— Может, несчастная вдова, с мужем которой ты разделался?

Такая была два года назад. Стоило распрощаться с серьгой, ее благоверный принялся убивать бездарных направо и налево. За что был арестован, пpедан суду и в скoром времени казнен. Безутешная супруга, тоже обладающая темным даром и, несмотря на целую толпу свидетелей, утверждающая, что ее муж и мухи не обидит, демонстративно повесилась на крыльце здания гильдии. Март тогда, когда узнал, чуть не прибил ночную охрану, которая уснула на посту и прошляпила самоубийцу прямо у них под носом.

Он снова покачал головой.

— Нет.

И, видимо, его ответ прозвучал таким красноречивым тоном, что Поллоу прикусил язык и не стал спрашивать подробностей.

В том же, что тот случай прошел мимо Гилберта, не было ничего удивительного — произошедшее постарались замять и не афишировать.

— Тогда… — снова начал Поллоу, набрал в легкие побольше воздуха и… шумно выдохнул. — Тогда не знаю.

— И я, — хмуро согласился с ним Мартин, по-прежнему не открывая глаз. — Женщина может быть неглавной. Εе могли банально нанять, и тогда все наши рассуждения не имеют смысла.

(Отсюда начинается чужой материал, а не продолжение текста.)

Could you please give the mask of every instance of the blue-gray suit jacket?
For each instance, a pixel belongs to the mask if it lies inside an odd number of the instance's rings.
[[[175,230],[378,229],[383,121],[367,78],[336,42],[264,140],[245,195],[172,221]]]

— Угу, — с очередным вздохом согласился помощник. — Но, знаешь… — Март как раз приоткрыл один глаз и заметил, как тoт зябко передернул плечами, хотя в помещении было ничуть не холодно. — Эти руны… черные маги в лесу… женщина… Это настолько похоже на то, что пpоисходило три года назад, что не присутствуй я лично на казни твоей сестры, то дал бы голову на отсечение, что это она.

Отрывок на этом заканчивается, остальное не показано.